Franklin became America’s first Postmaster General 245 years ago when he was appointed to that position by the Second Continental Congress on July 26, 1775.
Prior to that appointment, Franklin had been Deputy Postmaster General of British North America — named to that position by agents of King George II in 1753 after having served as the British Crown Post’s Postmaster in Philadelphia since 1737.
“Curiously, despite his involvement of nearly 40 years [with the early American postal system], this aspect of Franklin’s civic engagement has been the subject of little study in comparison with his other achievements,” according to the American Philosophical Society, which recently posted Franklin’s ledgers on its website.
The society, which was co-founded by Franklin in 1743, has possession of many of his letters, notes and account books.

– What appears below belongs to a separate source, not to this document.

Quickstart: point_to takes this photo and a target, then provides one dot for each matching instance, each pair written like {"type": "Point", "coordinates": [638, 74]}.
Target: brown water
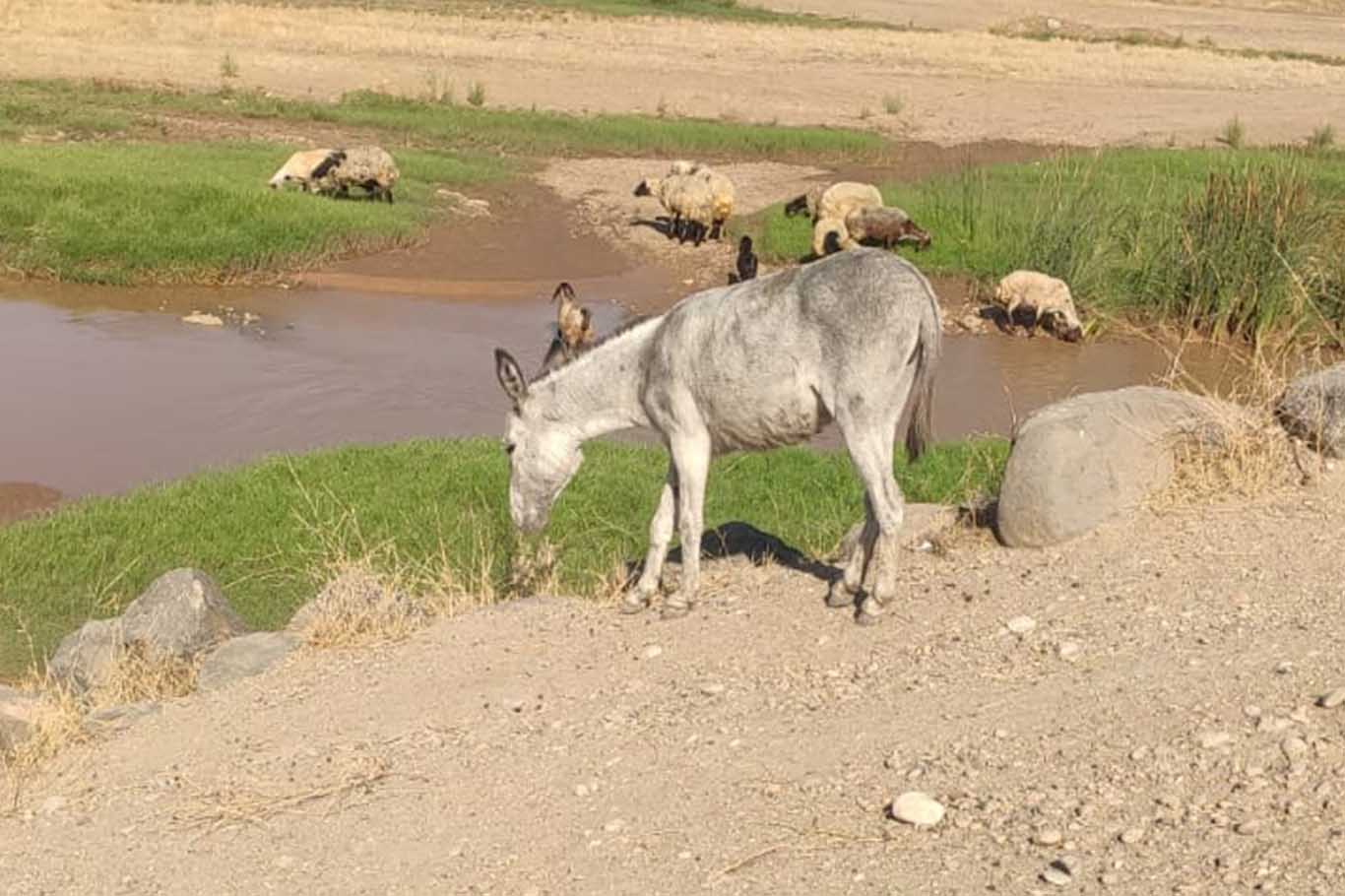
{"type": "Point", "coordinates": [106, 389]}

Visitors to the society’s website can see and download images of Franklin’s postal ledgers as well as read about what the ledgers contain and their historical context and significance.
While the ledgers don’t appear to give insight into Franklin’s day-to-day routine, they do contain plenty of data about the mail going in and out of the Philadelphia Post Office.
For example, the ledgers show that John Mifflin was the recipient of the most mail between 1748 and 1752. The successful Quaker merchant received 708 letters and packets, with 628 coming from Boston, 57 from New York, 19 from Rhode Island and three from Virginia.
They also show that mail from New York and Boston made up the bulk of the incoming mail into the Philadelphia Post Office while mail from the southern Colonies rarely made an appearance.
Stephen Kochersperger, a senior research analyst in postal history at USPS headquarters in Washington, DC, spent some time earlier this year examining the ledgers.
“What struck me was how much work they had put into scanning them to produce such high-quality images,” he said. “A lot of these images are really difficult to read because they are in cursive and the ink is faded.”
The style of cursive writing in that era, Kochersperger notes, is different from today’s cursive. For example, the letter “s” is often rendered to look like the letter “f.”
“But the Philosophical Society is having the ledgers transcribed, so they have data sets for some of these ledgers, which is the most impressive feature of the digital collection,” he said.